Also added preauth-use-strongest-session-key krb5.conf kdc parameter, similar to {as, tgs}-use-strongest-session-key. The latter two control ticket session key enctype selection in the AS and TGS cases, respectively, while the former controls PA-ETYPE-INFO2 enctype selection in the AS case.

Signed-off-by: Love Hörnquist Åstrand <lha@h5l.org>
2011-04-06 00:52:18 -05:00
parent a7a8a7e95c
commit 481fe133b2
4 changed files with 14 additions and 3 deletions
--- a/lib/krb5/krb5.conf.5
+++ b/lib/krb5/krb5.conf.5
@@ -411,6 +411,10 @@ client's AS-REQ enctype list, that is also supported by the KDC and the
 target principal, for the ticket session key. Else it will prefer the
 first key from the client's AS-REQ enctype list that is also supported
 by the KDC and the target principal. Defaults to TRUE.

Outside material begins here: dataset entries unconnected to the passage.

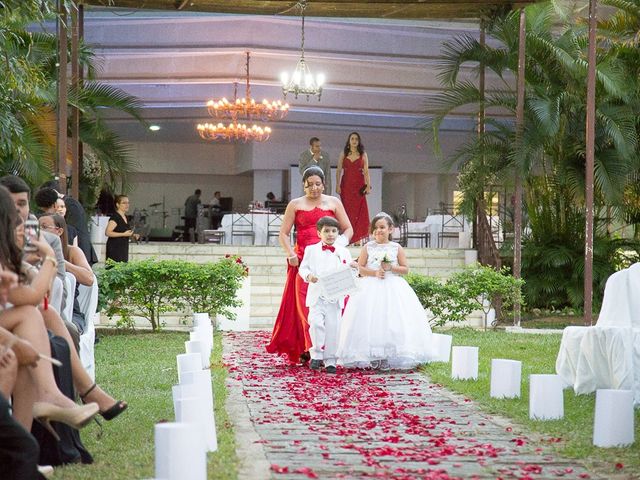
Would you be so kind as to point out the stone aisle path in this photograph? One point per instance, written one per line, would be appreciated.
(293, 423)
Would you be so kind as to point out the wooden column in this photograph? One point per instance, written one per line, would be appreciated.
(75, 113)
(517, 204)
(481, 129)
(62, 97)
(589, 167)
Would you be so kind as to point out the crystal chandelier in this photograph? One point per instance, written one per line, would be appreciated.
(302, 82)
(233, 131)
(247, 106)
(245, 109)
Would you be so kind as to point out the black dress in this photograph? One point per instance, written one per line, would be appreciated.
(118, 247)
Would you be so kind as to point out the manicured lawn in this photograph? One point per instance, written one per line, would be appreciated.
(538, 355)
(141, 368)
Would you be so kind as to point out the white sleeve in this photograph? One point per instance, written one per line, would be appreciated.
(342, 241)
(305, 269)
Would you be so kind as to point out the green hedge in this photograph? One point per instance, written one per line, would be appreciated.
(465, 291)
(149, 288)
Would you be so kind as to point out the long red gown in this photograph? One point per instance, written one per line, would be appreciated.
(290, 334)
(354, 202)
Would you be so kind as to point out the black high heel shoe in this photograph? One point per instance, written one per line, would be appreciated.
(76, 417)
(112, 412)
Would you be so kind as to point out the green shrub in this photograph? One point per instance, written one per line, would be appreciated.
(453, 300)
(149, 288)
(487, 288)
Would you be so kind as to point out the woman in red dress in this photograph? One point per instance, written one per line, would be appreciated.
(291, 331)
(355, 185)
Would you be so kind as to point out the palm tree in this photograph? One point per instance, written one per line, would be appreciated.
(27, 118)
(552, 144)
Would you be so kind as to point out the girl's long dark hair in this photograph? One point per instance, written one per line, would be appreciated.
(347, 147)
(10, 254)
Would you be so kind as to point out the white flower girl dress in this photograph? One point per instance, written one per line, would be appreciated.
(384, 322)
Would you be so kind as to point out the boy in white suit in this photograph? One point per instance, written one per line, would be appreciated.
(320, 259)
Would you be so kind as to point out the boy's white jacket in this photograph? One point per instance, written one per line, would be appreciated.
(319, 263)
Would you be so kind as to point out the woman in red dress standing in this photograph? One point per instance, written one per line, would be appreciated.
(291, 331)
(355, 185)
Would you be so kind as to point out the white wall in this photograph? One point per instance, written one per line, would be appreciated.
(247, 172)
(265, 181)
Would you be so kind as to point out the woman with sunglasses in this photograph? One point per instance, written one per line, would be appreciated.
(291, 330)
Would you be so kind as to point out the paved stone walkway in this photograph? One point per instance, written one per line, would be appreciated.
(293, 423)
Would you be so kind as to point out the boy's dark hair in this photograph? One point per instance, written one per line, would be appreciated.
(15, 184)
(46, 197)
(51, 184)
(327, 222)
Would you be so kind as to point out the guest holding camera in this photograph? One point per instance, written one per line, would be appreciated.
(354, 186)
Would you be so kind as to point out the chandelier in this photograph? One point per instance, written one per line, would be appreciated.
(247, 106)
(302, 82)
(241, 108)
(233, 131)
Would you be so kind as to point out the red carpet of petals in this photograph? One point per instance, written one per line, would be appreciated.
(369, 424)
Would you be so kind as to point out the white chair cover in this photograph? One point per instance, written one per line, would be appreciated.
(55, 299)
(88, 301)
(70, 281)
(606, 356)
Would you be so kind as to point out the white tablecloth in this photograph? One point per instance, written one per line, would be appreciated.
(606, 355)
(260, 228)
(434, 226)
(97, 227)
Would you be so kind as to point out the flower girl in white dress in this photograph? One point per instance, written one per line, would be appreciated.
(384, 325)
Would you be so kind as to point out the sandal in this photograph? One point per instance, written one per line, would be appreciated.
(112, 412)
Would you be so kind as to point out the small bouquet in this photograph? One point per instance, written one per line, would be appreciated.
(240, 262)
(383, 258)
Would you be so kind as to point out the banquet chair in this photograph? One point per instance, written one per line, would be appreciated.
(67, 311)
(242, 226)
(452, 225)
(55, 299)
(406, 235)
(274, 221)
(88, 303)
(213, 236)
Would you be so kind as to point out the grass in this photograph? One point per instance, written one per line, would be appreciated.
(141, 368)
(538, 355)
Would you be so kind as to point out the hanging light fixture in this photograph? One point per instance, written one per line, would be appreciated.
(245, 109)
(247, 106)
(233, 131)
(301, 81)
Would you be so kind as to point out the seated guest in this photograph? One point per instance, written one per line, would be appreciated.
(216, 211)
(76, 217)
(19, 451)
(32, 294)
(271, 197)
(48, 200)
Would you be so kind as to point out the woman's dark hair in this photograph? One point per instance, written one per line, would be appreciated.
(10, 254)
(311, 172)
(347, 147)
(61, 223)
(118, 199)
(382, 216)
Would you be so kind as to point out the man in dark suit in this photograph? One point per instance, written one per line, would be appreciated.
(316, 157)
(76, 217)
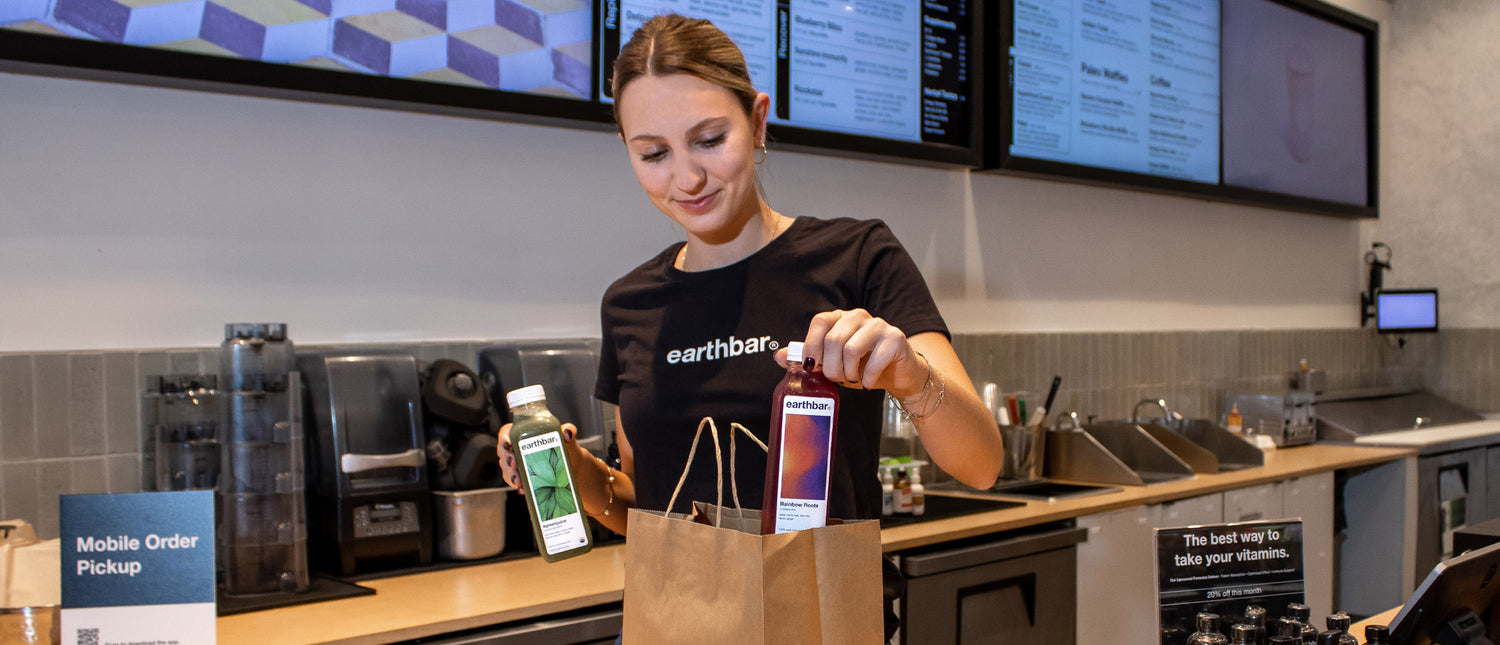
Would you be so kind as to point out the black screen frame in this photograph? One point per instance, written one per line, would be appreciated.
(1436, 311)
(96, 60)
(999, 119)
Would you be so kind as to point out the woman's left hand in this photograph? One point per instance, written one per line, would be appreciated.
(858, 350)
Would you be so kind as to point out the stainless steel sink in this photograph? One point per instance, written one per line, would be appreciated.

+.It Li preauth-use-strongest-session-key = Va BOOL
+Like as-use-strongest-session-key, but applies to the session key
+enctype selection for PA-ETYPE-INFO2 (i.e., for password-based
+pre-authentication). Defaults to TRUE.
 .It Li tgs-use-strongest-session-key = Va BOOL
 Like as-use-strongest-session-key, but applies to the session key
 enctype of tickets issued by the TGS. Defaults to TRUE.